The Rate Cut Paradox
Investment Solutions | Market Insights

David Clark, Partner - Investment Management

A bullish sentiment continues to creep into the market. The story goes that GDP growth will fall enough to allow the central banks to cut rates, supporting current high valuations, and simultaneously, GDP growth will be high enough to enable strong corporate earnings per share growth (EPS). Clearly, these two scenarios are contradictory, a case of the Equity markets wanting to eat their cake and have it too, or as we refer to it, the rate cut paradox.
Posted 21 February 2024

To hear David's thoughts, watch the interview below. A summary follows.

Thus far in the tightening cycle, corporate earnings have surprised to the upside. This is in large part due to the savings buffer accumulated from government payments combined with the lack of spending options during lockdowns. The market is assuming that this situation will continue. Yet, there is much conjecture surrounding how much of these savings remain.

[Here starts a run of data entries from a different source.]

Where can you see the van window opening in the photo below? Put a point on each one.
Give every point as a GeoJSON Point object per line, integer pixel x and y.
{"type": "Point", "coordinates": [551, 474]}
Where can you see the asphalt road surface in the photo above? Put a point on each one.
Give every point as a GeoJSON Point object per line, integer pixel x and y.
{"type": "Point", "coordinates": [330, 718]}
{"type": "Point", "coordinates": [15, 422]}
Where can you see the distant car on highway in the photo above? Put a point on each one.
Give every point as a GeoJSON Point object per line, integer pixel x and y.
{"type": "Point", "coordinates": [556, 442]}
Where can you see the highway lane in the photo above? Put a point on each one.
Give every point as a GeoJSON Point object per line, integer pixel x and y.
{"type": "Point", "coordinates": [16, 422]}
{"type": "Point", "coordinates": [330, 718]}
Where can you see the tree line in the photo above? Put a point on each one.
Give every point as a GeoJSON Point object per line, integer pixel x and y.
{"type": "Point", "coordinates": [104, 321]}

Looking at the chart below; at face value, the piggybank remains enormous (grey line) and could support another year of spending in the face of weak real income growth. However, much of the pandemic ‘cash splash’ was used to pay down mortgages. Accounting for this (green line) indicates this cash is due to run out in the middle of 2024. In our view, this will be a notable headwind for consumer spending and EPS.  

Excess Covid Savings will soon run out

The second assumption is that Central Banks will switch to a loosening stance as inflation inflects, to preserve economic activity. We believe this is optimistic and ignores the value hierarchy of central banks. The banks would certainly like to have economic growth, low unemployment, and price stability; however, when push comes to shove, they will always choose price stability, even if it means sacrificing economic growth.

Rather than Central Bankers perfectly timing rate cuts to support consumer spending in the economy and drive down long-term rates, we think it is just as likely they will resist cutting rates until convinced beyond reasonable doubt that inflation has been slayed. 

In our view, prevailing valuations and earnings projections are pricing in a ~90% chance of a soft landing in 2024. However, we see the likelihood of this scenario as evenly split, a 50/50 chance.

If a soft landing does materialise, we anticipate potential gains in sectors like reasonably valued industrials and non-cyclicals. Conversely, in the event of a hard landing, those companies with higher valuations and greater earnings growth expectations, notably the Magnificent 7 (Apple, Amazon, Meta, Alphabet, Microsoft, Nvidia, Tesla), are likely to be most affected.

Our overall stance is to maintain a conservative allocation in equities, at the bottom of our strategic range, with a preference for more secure, interest-bearing investments.